Heelflip is an JSON aggregator library for Java. It's well-known that aggregation processes are useful but it's very expensive to calculate. Instead of calculate aggregations over JSON files into a relational database or even NoSQL database, we provider a library that does this task for us. Heelflip works in-memory or using Redis to aggregate values.

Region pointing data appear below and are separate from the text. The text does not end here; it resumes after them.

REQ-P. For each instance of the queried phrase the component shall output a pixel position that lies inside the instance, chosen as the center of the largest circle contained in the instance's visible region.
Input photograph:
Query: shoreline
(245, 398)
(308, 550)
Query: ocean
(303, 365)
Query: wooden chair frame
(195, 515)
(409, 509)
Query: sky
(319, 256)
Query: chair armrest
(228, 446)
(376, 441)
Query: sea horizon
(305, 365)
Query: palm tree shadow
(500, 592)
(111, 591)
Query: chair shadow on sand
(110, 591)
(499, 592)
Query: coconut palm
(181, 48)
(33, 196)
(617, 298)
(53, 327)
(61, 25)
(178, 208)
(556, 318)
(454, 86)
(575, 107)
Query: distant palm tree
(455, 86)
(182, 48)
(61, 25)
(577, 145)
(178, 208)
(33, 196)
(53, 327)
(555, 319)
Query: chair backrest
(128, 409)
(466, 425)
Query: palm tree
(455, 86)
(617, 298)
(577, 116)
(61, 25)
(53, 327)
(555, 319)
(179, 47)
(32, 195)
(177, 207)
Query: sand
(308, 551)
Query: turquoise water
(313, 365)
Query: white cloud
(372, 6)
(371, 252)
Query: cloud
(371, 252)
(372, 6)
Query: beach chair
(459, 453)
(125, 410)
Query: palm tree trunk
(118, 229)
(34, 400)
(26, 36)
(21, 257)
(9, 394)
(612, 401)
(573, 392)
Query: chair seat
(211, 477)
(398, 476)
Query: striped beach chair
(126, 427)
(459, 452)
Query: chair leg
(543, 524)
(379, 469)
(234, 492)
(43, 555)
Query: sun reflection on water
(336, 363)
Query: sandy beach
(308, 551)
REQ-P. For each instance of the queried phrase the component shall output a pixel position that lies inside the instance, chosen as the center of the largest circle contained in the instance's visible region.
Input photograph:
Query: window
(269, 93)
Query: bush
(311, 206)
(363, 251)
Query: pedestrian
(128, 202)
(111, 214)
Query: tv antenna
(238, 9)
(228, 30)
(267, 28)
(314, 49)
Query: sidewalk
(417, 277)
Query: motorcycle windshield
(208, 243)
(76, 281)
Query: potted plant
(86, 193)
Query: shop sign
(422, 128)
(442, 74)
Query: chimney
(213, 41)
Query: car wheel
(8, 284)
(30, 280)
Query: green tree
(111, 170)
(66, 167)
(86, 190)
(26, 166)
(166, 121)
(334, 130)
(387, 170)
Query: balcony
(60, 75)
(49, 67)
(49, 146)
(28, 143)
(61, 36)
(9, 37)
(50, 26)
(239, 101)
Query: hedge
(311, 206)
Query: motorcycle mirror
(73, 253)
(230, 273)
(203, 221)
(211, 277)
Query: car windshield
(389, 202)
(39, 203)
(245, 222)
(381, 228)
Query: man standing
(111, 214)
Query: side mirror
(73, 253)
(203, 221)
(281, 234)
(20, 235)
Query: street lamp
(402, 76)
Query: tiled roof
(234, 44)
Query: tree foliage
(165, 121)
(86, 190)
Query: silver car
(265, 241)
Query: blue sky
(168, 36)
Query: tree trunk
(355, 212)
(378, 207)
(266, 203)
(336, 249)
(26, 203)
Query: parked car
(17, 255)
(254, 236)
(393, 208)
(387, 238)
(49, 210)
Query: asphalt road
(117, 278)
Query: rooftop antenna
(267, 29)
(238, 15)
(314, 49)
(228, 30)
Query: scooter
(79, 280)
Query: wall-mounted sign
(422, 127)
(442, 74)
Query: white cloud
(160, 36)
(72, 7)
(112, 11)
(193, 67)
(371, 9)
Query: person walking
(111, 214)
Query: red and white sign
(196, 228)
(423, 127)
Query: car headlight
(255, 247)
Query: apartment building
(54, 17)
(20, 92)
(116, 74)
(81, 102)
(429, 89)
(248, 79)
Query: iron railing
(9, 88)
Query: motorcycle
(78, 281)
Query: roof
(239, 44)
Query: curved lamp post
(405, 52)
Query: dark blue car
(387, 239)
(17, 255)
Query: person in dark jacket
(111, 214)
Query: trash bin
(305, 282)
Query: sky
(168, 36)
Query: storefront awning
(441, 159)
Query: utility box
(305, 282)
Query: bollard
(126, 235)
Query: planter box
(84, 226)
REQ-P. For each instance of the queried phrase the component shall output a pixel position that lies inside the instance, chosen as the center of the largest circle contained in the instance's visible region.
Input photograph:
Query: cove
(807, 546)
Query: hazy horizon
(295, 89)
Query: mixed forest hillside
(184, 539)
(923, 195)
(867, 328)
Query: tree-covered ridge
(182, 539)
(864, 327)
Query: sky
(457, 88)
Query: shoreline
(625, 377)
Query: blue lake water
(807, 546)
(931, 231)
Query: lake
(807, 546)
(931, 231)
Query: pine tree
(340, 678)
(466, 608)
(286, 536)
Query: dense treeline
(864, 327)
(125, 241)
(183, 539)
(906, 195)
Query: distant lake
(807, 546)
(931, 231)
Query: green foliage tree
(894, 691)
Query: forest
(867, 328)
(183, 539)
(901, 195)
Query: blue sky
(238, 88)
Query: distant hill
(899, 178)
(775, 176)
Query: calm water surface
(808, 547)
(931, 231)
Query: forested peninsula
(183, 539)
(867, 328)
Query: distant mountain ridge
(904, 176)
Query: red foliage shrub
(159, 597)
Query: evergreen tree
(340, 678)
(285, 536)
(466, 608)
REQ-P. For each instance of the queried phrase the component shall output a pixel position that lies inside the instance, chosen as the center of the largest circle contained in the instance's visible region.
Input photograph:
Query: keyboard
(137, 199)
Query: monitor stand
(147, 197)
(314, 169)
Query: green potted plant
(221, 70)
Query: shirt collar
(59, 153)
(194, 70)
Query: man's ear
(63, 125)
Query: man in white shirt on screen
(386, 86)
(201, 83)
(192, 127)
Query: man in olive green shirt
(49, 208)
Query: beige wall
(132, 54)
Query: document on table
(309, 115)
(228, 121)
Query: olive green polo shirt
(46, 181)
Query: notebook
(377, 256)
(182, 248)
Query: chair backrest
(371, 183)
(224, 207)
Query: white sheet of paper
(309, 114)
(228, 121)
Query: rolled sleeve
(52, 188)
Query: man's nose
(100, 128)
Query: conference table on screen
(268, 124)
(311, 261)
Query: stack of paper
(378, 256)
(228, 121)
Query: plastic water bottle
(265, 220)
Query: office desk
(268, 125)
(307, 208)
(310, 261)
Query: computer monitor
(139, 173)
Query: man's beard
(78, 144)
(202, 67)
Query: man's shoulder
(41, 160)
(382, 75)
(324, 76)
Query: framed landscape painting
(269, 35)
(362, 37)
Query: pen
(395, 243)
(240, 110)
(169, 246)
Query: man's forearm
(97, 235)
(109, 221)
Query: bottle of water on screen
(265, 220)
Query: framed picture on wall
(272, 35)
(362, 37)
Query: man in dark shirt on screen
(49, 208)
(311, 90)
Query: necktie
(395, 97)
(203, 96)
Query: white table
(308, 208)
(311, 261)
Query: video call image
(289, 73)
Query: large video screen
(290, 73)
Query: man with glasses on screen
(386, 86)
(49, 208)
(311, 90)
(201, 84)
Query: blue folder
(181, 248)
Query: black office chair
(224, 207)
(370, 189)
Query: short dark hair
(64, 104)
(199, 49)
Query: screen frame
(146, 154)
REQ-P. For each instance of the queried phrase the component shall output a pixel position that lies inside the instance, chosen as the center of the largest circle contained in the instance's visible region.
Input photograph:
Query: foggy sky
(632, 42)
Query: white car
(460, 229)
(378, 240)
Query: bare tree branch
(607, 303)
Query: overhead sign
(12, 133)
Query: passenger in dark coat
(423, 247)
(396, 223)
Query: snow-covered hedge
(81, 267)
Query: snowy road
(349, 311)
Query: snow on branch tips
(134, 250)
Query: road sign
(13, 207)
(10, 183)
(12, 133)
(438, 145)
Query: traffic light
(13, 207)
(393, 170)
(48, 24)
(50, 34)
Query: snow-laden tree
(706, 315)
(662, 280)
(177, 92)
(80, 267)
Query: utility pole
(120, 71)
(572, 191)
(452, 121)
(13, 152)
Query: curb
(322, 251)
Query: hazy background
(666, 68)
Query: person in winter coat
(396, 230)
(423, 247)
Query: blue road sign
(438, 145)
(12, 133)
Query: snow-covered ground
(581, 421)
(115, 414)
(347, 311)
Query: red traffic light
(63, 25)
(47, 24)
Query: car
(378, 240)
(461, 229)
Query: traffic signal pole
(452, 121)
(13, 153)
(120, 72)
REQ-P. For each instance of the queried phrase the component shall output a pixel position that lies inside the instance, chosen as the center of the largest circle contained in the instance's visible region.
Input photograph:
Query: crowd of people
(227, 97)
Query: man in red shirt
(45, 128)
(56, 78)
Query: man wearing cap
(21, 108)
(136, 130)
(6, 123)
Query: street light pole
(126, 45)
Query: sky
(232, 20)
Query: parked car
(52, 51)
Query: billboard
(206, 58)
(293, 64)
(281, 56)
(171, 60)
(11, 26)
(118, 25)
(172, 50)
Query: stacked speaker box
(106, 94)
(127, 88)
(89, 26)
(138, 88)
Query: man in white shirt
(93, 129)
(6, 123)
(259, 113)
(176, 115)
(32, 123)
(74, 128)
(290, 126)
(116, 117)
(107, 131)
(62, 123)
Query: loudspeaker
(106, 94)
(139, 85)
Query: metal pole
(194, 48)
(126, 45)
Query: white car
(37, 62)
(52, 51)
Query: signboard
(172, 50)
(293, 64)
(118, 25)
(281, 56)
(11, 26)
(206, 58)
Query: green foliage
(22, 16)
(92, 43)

Heelflip is available at the Central Maven Repository:
<dependency>
<groupId>com.github.greatjapa</groupId>
<artifactId>heelflip</artifactId>
<version>1.3</version>
</dependency>
Considering the following bookstore JSON sample:
{"name":"The Odyssey", "author":"Homer", "genre":"poem", "inStock":true, "price":12.50}
{"name":"The Godfather","author":"Mario Puzo", "genre":"novel", "inStock":true, "price":6.49 }
{"name":"Moby-Dick", "author":"Herman Melville","genre":"novel", "inStock":false,"price":3.07 }
{"name":"Emma", "author":"Austen", "genre":"novel", "inStock":true, "price":30.50}
We can read then as follows:
try(InputStream stream = new FileInputStream("bookstore.json")){
JsonAgg jsonAgg = new JsonAgg();
jsonAgg.loadNDJSON(zipStream);
...
}
Once you have a JsonAgg object we can get global aggregations (min, max and sum) doing as follows:
IFieldAgg priceAgg = jsonAgg.getFieldAgg("price");
popAgg.getMin(); // 3.07
popAgg.getMax(); // 30.50
popAgg.getSum(); // 52.56
Or counting their values (count and cardinality):
IFieldAgg genreAgg = jsonAgg.getFieldAgg("genre");
genreAgg.count(); // 4
genreAgg.cardinality(); // 2
genreAgg.count("novel"); // 3
We also can get group by aggregations doing as follows:
IGroupByAgg groupByAgg = jsonAgg.getGroupBy("price", "inStock");
IFieldAgg priceBystockAgg = groupByAgg.groupBy("true");
priceBystockAgg.getMin(); // 6.49
priceBystockAgg.getMax(); // 30.50
priceBystockAgg.getSum(); // 49.49
or
IGroupByAgg groupByAgg = jsonAgg.getGroupBy("name", "inStock");
IFieldAgg namesInStockAgg = groupByAgg.groupBy("true");
namesInStockAgg.distinctValues();
//"The Odyssey"
//"The Godfather"
//"Emma"
You can also generate a report with all aggregations accumulated. You just need to do:
jsonAgg.dumpReport("report", true);
This code snippet will create a directory in the following structure:
report
│ __missingGroupBy.json
└───name
│ │ __name.json
│ │ name_groupBy_author.json
│ │ name_groupBy_genre.json
│ │ name_groupBy_inStock.json
│ │ name_groupBy_price.json
└───author
└───genre
└───inStock
└───price
Each JSON field has its own directory, for instance, name
, author
etc. This directory has the following items:
__<field_name>.json
file with field global aggregations;- All combinations of group by aggregations separated in different files in this format
<field_name>_groupBy_<field_name>.json
.
Finally, the root directory contains a file __missingGroupBy.json
with a list of missing group by combination.
Creating JsonAgg
with default constructor means that you will aggregate JSON files in-memory. If you try to load several JSONs, the JVM may raise OutOfMemoryError
. To avoid this kind of error, we provide an alternative to process aggregations in Redis instead of in-memory. See code below:
JedisPool pool = new JedisPool(new JedisPoolConfig(), "localhost");
try (Jedis jedis = pool.getResource()) {
JsonAgg jsonAgg = new JsonAgg(jedis);
...
}
There is no problem if you have JSONs with array or nested objects. What Heelflip does is calculate aggregations over fields and their values. But the Heelflip API is based on field names and, for that, we need to rename JSON fields when arrays or objects appears.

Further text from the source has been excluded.